Typically, the valve includes an elongated member, or needle, with a tip configured to selectively engage a valve seat. During a jetting operation, the needle is moved relative to the valve seat by a driving mechanism. Contact between the tip of the needle and the valve seat seals off a discharge passage in the valve seat from the fluid chamber, which is supplied with fluid material under pressure. To dispense droplets of the fluid material, the needle is retracted from contact with the valve seat to allow a finite amount of the fluid material to flow through the newly formed gap and into the discharge passage. The tip of the needle is then moved rapidly toward the valve seat to close the gap, which generates pressure that accelerates the finite amount of fluid material through the discharge passage and causes a droplet of the material to be ejected, or jetted, from an outlet of the discharge passage.
The fluid dispensing machine is configured to provide controlled movements of the applicator above the substrate as the fluid material is jetted to land on an intended application area of the substrate. By rapidly jetting the material “on the fly” (i.e., while the jetting device is in motion), the dispensed droplets may be joined to form a continuous line or other pattern. Fluid dispensing machines with applicators may therefore be easily programmed to dispense a desired pattern of droplets of fluid material. This versatility has made jetting fluid dispensing systems suitable for a wide variety of applications in the electronics industry. For example, underfill material can be applied using a jetting dispenser to dispense fluid material proximate to one or more edges of the chip, with the material then flowing under the chip by capillary action. To allow the applicator to be adapted to different fluid dispensing operations, the nozzle is typically detachable from the applicator so that a nozzle can be selected and utilized which has the dispensing characteristics necessary for the desired dispensing operation or fluid type.
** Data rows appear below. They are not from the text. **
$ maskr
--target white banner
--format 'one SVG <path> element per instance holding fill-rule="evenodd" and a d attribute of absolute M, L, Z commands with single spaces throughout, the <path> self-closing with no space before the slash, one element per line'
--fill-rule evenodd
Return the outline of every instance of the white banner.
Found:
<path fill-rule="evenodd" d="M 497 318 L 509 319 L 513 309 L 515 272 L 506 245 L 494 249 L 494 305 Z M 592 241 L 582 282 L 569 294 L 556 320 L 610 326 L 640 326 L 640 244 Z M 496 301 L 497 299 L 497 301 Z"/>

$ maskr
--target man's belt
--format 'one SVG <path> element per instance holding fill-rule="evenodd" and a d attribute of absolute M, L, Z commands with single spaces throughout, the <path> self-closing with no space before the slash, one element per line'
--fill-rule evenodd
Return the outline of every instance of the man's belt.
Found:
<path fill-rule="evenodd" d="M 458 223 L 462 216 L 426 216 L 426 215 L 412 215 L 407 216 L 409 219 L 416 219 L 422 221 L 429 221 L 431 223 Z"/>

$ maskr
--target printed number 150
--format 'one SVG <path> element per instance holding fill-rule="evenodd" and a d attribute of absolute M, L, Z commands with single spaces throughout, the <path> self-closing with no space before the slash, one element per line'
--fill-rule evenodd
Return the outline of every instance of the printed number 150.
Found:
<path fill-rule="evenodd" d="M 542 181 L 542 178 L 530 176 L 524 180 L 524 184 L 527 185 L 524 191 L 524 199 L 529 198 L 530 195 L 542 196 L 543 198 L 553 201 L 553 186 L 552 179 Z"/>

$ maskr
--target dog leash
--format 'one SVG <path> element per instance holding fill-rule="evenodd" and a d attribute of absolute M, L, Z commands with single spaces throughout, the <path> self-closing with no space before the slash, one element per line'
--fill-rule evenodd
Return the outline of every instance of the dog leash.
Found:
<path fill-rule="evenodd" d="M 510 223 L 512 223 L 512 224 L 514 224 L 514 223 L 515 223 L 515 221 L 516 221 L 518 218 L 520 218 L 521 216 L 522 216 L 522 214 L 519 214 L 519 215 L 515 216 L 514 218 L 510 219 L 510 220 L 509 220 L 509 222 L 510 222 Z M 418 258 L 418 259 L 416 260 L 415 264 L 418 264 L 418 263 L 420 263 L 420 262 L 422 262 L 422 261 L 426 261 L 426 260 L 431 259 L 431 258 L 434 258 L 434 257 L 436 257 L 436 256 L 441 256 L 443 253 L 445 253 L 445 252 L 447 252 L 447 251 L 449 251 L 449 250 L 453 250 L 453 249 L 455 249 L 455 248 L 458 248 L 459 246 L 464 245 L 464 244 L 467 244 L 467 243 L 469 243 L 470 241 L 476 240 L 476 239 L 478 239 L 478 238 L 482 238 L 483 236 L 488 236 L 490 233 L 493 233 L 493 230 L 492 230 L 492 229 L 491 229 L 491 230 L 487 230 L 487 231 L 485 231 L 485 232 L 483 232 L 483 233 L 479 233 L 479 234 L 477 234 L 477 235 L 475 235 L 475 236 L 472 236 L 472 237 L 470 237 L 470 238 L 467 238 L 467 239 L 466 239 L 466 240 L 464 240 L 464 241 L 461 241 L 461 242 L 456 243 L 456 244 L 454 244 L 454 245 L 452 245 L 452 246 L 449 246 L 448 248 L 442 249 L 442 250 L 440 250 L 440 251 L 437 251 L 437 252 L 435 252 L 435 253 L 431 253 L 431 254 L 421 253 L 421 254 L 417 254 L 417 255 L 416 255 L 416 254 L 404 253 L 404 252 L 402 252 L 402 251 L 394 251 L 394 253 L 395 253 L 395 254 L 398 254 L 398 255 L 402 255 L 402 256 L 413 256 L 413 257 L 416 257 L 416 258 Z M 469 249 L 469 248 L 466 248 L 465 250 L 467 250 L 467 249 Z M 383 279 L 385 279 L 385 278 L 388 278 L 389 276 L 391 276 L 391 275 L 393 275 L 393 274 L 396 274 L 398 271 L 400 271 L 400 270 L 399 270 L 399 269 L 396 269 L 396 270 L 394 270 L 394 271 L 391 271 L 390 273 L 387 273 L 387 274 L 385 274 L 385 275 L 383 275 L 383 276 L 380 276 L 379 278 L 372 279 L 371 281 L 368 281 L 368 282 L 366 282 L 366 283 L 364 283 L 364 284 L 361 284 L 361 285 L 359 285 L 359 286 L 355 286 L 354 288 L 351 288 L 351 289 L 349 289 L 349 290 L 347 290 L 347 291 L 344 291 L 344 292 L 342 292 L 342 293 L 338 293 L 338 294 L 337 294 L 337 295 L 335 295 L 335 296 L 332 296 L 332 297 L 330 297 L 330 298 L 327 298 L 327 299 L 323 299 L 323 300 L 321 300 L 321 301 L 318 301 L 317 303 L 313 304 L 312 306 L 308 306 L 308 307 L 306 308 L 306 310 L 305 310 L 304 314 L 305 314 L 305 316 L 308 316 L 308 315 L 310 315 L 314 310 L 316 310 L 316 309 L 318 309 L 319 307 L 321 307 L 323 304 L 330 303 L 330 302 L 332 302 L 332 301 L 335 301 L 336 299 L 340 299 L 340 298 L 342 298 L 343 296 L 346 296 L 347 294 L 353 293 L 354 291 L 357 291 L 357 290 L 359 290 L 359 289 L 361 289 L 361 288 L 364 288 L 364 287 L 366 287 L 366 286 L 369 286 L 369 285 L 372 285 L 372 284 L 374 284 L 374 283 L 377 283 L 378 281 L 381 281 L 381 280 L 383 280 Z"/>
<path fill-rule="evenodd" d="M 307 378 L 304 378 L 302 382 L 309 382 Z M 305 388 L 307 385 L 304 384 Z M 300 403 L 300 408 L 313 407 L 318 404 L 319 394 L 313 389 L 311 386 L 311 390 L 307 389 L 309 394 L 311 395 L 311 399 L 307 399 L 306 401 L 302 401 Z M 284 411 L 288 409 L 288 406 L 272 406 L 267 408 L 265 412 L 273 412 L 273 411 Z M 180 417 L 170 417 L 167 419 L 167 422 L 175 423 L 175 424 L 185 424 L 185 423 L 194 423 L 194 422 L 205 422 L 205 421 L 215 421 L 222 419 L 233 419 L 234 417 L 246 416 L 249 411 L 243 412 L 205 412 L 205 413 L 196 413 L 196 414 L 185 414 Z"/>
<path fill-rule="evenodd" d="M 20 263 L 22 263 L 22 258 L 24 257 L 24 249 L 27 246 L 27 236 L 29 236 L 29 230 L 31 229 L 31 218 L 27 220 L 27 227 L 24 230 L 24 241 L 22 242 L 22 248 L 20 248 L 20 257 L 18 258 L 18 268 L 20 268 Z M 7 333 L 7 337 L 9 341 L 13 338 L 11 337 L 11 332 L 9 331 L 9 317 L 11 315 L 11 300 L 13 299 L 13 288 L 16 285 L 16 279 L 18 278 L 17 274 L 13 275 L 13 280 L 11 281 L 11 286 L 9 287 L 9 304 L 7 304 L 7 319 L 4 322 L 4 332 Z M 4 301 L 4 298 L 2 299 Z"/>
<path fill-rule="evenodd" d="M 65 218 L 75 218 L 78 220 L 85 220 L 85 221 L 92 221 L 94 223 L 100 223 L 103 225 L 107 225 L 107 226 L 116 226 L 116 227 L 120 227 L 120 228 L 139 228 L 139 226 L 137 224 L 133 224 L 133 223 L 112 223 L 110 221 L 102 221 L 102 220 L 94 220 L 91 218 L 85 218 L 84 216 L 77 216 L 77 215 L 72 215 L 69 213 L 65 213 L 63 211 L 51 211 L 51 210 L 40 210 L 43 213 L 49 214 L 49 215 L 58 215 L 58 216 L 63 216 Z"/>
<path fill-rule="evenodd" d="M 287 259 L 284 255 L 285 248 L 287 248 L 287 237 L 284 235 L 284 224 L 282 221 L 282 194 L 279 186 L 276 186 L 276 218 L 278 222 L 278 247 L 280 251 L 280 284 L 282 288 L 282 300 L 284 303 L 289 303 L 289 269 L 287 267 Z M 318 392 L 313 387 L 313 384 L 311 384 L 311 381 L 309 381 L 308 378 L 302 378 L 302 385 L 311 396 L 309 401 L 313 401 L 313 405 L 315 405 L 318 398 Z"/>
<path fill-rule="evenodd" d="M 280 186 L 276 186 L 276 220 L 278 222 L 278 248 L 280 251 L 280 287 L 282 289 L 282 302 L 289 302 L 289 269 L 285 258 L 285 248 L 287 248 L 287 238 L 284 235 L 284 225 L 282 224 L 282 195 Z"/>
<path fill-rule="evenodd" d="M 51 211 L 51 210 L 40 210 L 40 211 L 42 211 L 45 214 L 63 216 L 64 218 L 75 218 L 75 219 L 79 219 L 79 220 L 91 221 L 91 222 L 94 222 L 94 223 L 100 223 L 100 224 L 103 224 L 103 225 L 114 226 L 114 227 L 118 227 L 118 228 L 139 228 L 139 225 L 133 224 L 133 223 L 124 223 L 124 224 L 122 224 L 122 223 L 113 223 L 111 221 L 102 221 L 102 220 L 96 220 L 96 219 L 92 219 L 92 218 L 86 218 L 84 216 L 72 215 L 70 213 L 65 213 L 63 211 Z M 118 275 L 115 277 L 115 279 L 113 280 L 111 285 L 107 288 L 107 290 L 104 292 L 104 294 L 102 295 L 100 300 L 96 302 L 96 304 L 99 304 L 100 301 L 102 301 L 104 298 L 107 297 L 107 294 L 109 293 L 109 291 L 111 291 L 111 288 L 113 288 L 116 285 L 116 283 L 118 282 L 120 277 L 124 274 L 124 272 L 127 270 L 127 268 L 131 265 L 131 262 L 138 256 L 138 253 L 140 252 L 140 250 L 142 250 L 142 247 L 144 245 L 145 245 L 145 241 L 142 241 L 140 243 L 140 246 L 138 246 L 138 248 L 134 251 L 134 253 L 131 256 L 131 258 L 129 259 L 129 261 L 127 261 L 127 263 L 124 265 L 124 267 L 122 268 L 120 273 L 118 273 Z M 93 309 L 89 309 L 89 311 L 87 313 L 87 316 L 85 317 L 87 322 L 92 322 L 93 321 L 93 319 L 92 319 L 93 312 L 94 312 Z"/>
During a normal production run, the valve seat may be subjected to several million operation cycles. Over time, repeated contact between the valve needle and valve seat will cause valve seat to wear, altering the dimensions of the discharge passage. These changes in the discharge passage dimensions tend to alter the dispensing characteristics of the nozzle. In addition, the fluid may erode the nozzle discharge passage, further altering the shape, size, and uniformity of the droplets deposited by the applicator. These changes in the dispensing characteristics of the nozzle depend not only on the number of operation cycles, but also on the materials used to construct the valve seat, and the types of fluids being dispensed. For example, depositing fluids that have abrasive characteristics will typically cause the nozzle to wear out more quickly than depositing non-abrasive fluids. Likewise, a nozzle with a ceramic valve seat will typically have a different life expectancy than a nozzle with a metal valve seat. Thus, to maintain the desired fluid dispensing characteristics of the dispensing system, the nozzle must occasionally be replaced, with the required replacement time depending on the operational history of the nozzle.
Determining the operational history of a jetting dispenser may be difficult, however, because the nozzle may have been moved between different fluid dispensing machines over its lifetime, as well as used to dispense various fluids. Nozzles may therefore be replaced prematurely, or left in service too long, because system operators have lost track of the operational history of the nozzle. Nozzles that have been used to dispense one type of fluid may also be inadvertently attached to a fluid dispensing machine used to deposit a different, incompatible type of fluid. These errors may result in unnecessary expenses from replacing nozzles that have not yet worn out and from substrates that must be discarded or recycled due to improper fluid deposition.
Thus, there is a need for improved devices, systems, and methods of tracking the configuration or operational history of nozzles, such as jetting dispenser nozzles, and for determining when nozzles have reached the end of their operational lifetimes.